Orange VT1000 Valve Tester
Many a Vintage Guitar reader has a stash of tubes lying about their music room/workshop or in a box in a closet. The problem is knowing which are trash and which are treasure. Orange Amps’ VT1000 valve tester promises to answer that question.
The VT1000 is designed to run an array of tests that tell whether a tube should be used or tossed. It has tube sockets for eight-pin octal power tubes, nine-pin EL84-style tubes, and standard nine-pin 12AX7 preamp style sockets. The unit has three buttons and an included power supply.
The VT1000 was tested on a variety of brand-new, NOS, and crusty old ’60s-era tubes found in a Heathkit amp dug up from a coworker’s closet.

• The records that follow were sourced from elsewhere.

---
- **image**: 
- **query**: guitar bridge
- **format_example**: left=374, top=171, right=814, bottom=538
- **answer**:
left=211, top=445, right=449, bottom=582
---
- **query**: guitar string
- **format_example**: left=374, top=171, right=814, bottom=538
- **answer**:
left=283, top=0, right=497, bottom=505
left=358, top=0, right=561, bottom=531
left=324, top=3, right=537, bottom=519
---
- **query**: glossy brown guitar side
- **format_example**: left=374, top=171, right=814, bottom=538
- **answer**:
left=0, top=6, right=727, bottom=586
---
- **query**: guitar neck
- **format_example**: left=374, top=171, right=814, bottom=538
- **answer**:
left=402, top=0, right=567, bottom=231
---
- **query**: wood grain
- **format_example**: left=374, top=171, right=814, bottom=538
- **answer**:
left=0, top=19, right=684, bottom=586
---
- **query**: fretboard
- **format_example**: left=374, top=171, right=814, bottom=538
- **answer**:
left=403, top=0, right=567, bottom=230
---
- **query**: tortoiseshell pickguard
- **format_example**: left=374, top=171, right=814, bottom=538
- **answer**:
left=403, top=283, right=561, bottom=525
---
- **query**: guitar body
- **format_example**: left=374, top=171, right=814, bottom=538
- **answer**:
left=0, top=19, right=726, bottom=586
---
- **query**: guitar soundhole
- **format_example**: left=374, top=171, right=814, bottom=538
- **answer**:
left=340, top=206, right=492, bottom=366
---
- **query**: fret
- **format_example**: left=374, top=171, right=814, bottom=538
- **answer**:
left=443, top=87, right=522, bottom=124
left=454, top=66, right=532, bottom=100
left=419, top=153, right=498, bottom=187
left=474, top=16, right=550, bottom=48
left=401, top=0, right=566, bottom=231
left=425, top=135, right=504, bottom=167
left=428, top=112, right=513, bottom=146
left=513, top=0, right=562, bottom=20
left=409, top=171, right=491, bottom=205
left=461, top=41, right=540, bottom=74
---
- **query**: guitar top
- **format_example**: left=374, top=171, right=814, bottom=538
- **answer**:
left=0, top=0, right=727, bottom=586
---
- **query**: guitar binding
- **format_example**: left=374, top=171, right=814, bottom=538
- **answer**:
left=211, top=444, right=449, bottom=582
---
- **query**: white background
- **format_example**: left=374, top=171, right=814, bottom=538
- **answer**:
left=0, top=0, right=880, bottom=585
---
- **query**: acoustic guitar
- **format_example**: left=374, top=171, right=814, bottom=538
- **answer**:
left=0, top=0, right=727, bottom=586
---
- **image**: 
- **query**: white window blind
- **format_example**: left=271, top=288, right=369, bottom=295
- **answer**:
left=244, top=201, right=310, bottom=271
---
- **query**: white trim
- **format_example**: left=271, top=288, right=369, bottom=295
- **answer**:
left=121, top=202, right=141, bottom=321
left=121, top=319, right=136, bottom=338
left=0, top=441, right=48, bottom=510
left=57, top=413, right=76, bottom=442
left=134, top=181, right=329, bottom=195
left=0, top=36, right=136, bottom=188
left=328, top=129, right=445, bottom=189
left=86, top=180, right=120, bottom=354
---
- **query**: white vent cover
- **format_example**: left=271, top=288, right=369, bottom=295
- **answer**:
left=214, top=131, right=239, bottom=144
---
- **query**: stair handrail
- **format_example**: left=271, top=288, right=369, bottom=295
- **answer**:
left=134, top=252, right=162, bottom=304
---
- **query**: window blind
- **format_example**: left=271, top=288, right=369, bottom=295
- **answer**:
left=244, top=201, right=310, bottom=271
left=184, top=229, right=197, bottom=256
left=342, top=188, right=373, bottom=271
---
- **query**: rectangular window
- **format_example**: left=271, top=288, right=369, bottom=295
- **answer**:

The unit proved easy to use – just plug in the tube, set the selector to the correct tube type, and the VT1000 is off and running. It tests for everything from open circuits to short circuits, leakage to amplification power, arc detection to gas ionization. Then its algorithms spit out a rating of “Good,” “Worn,” or “Fail.” Good or Worn tubes receive an additional/numerical rating between 1 and 15 (1 being the lowest); 12AX7 types even get separate rating for the two sides of the tubes – the first side is shown as a solid LED, the second as a flashing one. If the twin sides are perfectly matched on a preamp tube, it will get a single lit LED. Matched sides to a preamp tube are not necessary, but it can certainly be advantageous, especially when deciding which tube to use as a phase inverter.
A pair of Groove Tube 6L6s with marked ratings of 5 each were given Good ratings and a matching ranking of 7. Plugging in the crusty tubes from the non-working museum pieces quickly produced a Fail report on one EL84 and Worn on a second, and Good with an 8 rating for two old big-bottle GE 6L6 tubes. Note that the tubes do get warm in the tester, so use a rag or glove when handling them.
The Orange VT1000 is an excellent tool for repair shops, music stores, or tube amp users to have on hand. The ability to quickly give tubes pass or fail marks, not to mention the additional rankings, are great helps when troubleshooting an ailing tube amp, deciding which tubes to put in that gigging vintage treasure, or just filtering through a stash of old glass.